22 December 20
1956 and the US and Hawaiians lifeguard teams bring their finned “Malibu" surfboards to Sydney and Torquay and start a revolution.
This is original newsreel footage showing Californians Mike Bright and Greg Noll and Hawaiian Tommy Zahn hotdogging the corner at Bondi and blowing minds in the process.
It’s from Service in the Sun (released in 1957), preserved on the National Film and Sound Archive of Australia. (Dug up from the deep web by PLB's archive detective Ian Lording.)
Below are the Clip Description and Curator’s Notes from the NFSA website.
On a beautiful day at Bondi, two members of the American surf lifesaving team and one from the Hawaiian team take to the water to show off the latest surfing techniques. They are in Australia for the 1956 Melbourne Olympics, where surf lifesaving is a demonstration sport. The Hawaiian and American surfers display technique far beyond anything then known in Australia. There is a brief cut to Hawaiian team manager and surfing legend Duke Kahanamoku, also visiting Australia for the Olympics, with the board he made during his first visit to Australia in late 1914.
by Paul Byrnes
This footage changed Australian surfing forever. Most young Australian surfers were still riding ‘toothpicks’, long laminated hollow boards that went straight into the beach. They were so heavy that almost no-one took them home, storing them instead in surf clubs. The Americans and Hawaiians arrived with boards that weighed a less punishing 10 kg, made from fibreglass and balsawood. They were shorter, lighter and far more manoeuvrable, and they had developed new ways to ride them.
Australian surfers had hardly seen American surfing at this stage, because the surf movie did not exist in Australia. Newsreels regularly covered surf carnivals and often featured Australian boardriding, but they rarely showed footage from overseas. Mike Zahn, the blonde Hawaiian in this clip, had a conversation during that visit with a young Queenscliff surfer, Bob Evans, about the surf movies being made in the US and Hawaii by Bud Browne and Bruce Brown. The Americans brought copies of some of those films with them, and Evans picked up the idea of making an Australian version.

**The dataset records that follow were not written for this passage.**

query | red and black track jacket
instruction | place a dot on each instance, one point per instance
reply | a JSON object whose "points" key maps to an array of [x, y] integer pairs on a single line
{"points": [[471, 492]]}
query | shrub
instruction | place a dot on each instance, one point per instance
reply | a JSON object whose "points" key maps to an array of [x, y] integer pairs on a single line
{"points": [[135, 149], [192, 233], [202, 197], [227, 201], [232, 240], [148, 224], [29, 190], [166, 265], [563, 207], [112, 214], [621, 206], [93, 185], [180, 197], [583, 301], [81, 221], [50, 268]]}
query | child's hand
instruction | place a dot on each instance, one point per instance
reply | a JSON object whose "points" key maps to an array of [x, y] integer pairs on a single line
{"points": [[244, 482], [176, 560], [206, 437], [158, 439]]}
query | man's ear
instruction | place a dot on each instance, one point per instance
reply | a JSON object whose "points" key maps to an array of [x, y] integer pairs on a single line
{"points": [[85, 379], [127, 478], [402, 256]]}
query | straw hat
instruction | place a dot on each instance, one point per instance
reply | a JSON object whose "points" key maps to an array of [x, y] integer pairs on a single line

The Australian surf movie was born out of this conversation, just as Australian surfing itself came largely from the visit of Duke Kahanamoku in 1914–15. His presence in this clip adds to the resonance. The Americans left their new boards behind when they went home, helping to start a new industry in copying their designs, just as Kahanamoku had done in 1915, when he gave the board we see here to brothers George and Monty Walker. Australian surfer Claude West donated that board to the Freshwater Surf Club in 1953, where it still resides. It was built at a Sydney timber yard by Kahanamoku (see The Popular Sport of Surfboarding, 1925).